I don't have any tree stump photos to show you anything with, so I've scribbled something here for you in GIMP. I've not tried to copy what you are doing, which is a lot more detailed and artistic. I've only done something to illustrate what I was talking about above.
I don't know what software you are using, but I can do it again in that app if you would prefer.
Starting with the straight photograph (in this case my scribble) I've drawn a black shape on a new layer above the stump that represents the hollow core.
Then I've right clicked the black patch layer and picked 'Alpha to selection', so that there is a marque around it. I've then hidden the black patch and moved it below the stump where it won't get in the way, and added a new blank and transparent layer on top of the stump.
Using a very large very soft brush I've then drawn all the way around the edge with black on this new layer
Then I've reduced the opacity to about 50-60% and changed the blend mode of this new layer to 'Soft Light', and removed the selection.

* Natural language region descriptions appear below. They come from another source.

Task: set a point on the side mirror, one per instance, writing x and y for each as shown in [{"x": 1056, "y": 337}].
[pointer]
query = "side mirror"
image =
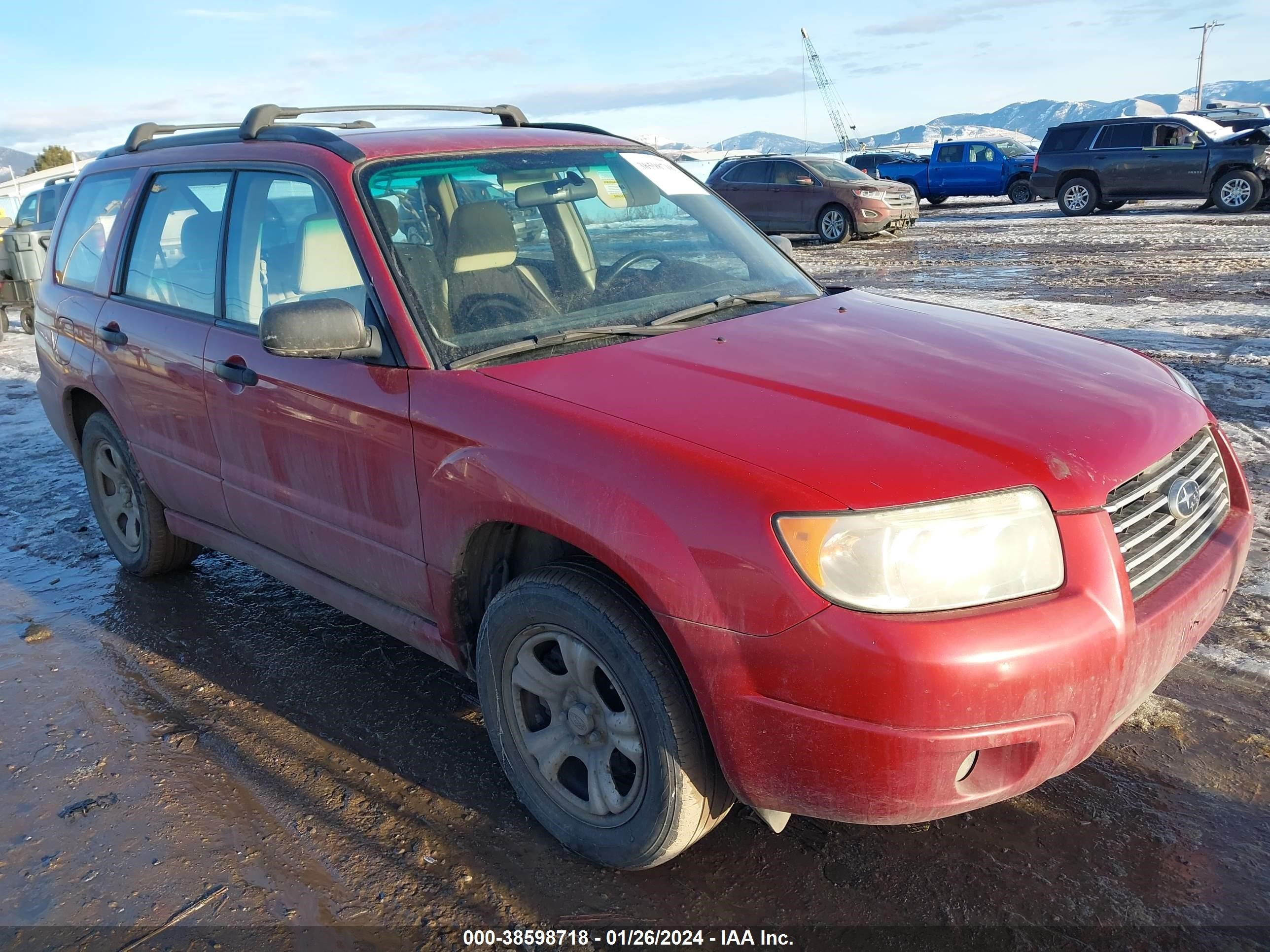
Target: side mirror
[{"x": 325, "y": 327}]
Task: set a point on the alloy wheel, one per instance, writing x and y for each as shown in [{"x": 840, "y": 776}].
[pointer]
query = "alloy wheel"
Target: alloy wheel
[
  {"x": 834, "y": 225},
  {"x": 574, "y": 726},
  {"x": 1236, "y": 193},
  {"x": 1076, "y": 197},
  {"x": 118, "y": 495}
]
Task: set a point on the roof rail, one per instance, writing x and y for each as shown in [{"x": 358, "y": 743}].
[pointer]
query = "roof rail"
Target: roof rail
[{"x": 261, "y": 117}]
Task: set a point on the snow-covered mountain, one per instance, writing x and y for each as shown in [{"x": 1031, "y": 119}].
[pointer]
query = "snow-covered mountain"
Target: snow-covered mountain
[{"x": 1026, "y": 121}]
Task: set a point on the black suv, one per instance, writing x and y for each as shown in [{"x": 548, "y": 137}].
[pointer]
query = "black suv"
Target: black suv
[{"x": 1104, "y": 163}]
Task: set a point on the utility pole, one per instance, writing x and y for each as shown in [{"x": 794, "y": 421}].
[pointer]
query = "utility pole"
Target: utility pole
[{"x": 1203, "y": 47}]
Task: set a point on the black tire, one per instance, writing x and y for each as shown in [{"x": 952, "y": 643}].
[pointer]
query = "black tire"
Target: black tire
[
  {"x": 681, "y": 792},
  {"x": 834, "y": 225},
  {"x": 1077, "y": 197},
  {"x": 141, "y": 517},
  {"x": 1237, "y": 191}
]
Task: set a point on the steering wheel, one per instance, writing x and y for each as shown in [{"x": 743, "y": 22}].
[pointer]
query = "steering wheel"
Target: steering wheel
[{"x": 627, "y": 262}]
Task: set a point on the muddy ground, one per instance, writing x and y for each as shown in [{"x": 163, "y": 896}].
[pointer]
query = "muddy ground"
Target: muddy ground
[{"x": 217, "y": 744}]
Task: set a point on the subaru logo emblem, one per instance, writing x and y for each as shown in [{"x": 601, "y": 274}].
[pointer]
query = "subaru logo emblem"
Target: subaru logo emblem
[{"x": 1183, "y": 498}]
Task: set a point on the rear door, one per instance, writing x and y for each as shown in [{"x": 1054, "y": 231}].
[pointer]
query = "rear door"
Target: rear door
[
  {"x": 1176, "y": 160},
  {"x": 746, "y": 188},
  {"x": 150, "y": 338},
  {"x": 948, "y": 163},
  {"x": 797, "y": 196},
  {"x": 985, "y": 170},
  {"x": 316, "y": 453},
  {"x": 1122, "y": 162}
]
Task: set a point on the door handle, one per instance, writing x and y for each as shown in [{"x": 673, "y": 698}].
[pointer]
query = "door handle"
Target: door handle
[
  {"x": 237, "y": 374},
  {"x": 112, "y": 336}
]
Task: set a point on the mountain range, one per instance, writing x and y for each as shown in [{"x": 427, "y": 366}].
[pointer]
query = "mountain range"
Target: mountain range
[{"x": 1019, "y": 120}]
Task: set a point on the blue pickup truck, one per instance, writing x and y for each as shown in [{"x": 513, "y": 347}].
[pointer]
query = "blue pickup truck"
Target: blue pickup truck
[{"x": 968, "y": 168}]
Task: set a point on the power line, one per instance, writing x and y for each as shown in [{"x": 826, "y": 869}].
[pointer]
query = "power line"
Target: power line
[{"x": 1203, "y": 47}]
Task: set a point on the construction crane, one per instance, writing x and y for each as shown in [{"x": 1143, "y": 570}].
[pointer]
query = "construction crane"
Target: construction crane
[{"x": 839, "y": 115}]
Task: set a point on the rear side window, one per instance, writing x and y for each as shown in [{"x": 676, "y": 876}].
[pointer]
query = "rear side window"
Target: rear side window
[
  {"x": 176, "y": 247},
  {"x": 751, "y": 173},
  {"x": 285, "y": 244},
  {"x": 1063, "y": 140},
  {"x": 87, "y": 226},
  {"x": 1133, "y": 135}
]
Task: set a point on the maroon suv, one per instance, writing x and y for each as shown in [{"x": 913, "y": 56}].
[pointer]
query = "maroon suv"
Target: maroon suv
[{"x": 813, "y": 195}]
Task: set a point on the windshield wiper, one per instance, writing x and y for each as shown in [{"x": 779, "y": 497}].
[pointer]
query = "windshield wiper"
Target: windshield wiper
[
  {"x": 520, "y": 347},
  {"x": 719, "y": 304}
]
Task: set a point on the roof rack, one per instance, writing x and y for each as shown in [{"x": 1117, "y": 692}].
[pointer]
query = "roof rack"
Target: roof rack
[{"x": 261, "y": 117}]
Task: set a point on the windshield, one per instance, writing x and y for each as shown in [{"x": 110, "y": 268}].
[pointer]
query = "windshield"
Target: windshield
[
  {"x": 1010, "y": 149},
  {"x": 834, "y": 169},
  {"x": 498, "y": 248}
]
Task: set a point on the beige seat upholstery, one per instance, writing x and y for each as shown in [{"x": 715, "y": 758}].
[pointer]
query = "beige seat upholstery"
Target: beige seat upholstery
[{"x": 484, "y": 286}]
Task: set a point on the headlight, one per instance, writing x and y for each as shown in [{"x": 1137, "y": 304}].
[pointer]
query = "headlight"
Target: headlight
[
  {"x": 1184, "y": 385},
  {"x": 927, "y": 558}
]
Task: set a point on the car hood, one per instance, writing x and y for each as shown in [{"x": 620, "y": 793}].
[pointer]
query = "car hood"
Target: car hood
[{"x": 885, "y": 402}]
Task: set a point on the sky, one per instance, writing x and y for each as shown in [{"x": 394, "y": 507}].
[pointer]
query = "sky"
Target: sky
[{"x": 665, "y": 70}]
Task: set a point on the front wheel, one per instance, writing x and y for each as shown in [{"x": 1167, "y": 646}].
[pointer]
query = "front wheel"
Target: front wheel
[
  {"x": 834, "y": 224},
  {"x": 127, "y": 510},
  {"x": 592, "y": 720},
  {"x": 1077, "y": 197},
  {"x": 1237, "y": 191}
]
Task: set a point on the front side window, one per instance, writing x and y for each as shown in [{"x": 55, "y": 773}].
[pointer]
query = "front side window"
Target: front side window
[
  {"x": 87, "y": 226},
  {"x": 751, "y": 174},
  {"x": 176, "y": 247},
  {"x": 628, "y": 238},
  {"x": 285, "y": 244}
]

It's not a perfect hole in a stump, and indeed some of yours actually look better than this already (I mean the shading here - obviously your lovely photographs are much better than my scribbled stump), but I hope that you can see that where the black shading is darker and less saturated than anything else in the picture, it's produced a line of contrast between the edge of the wall and the floor lying close to it, while the hole in the middle of the black has allowed the floor to remain relatively light instead of being dark all the way across.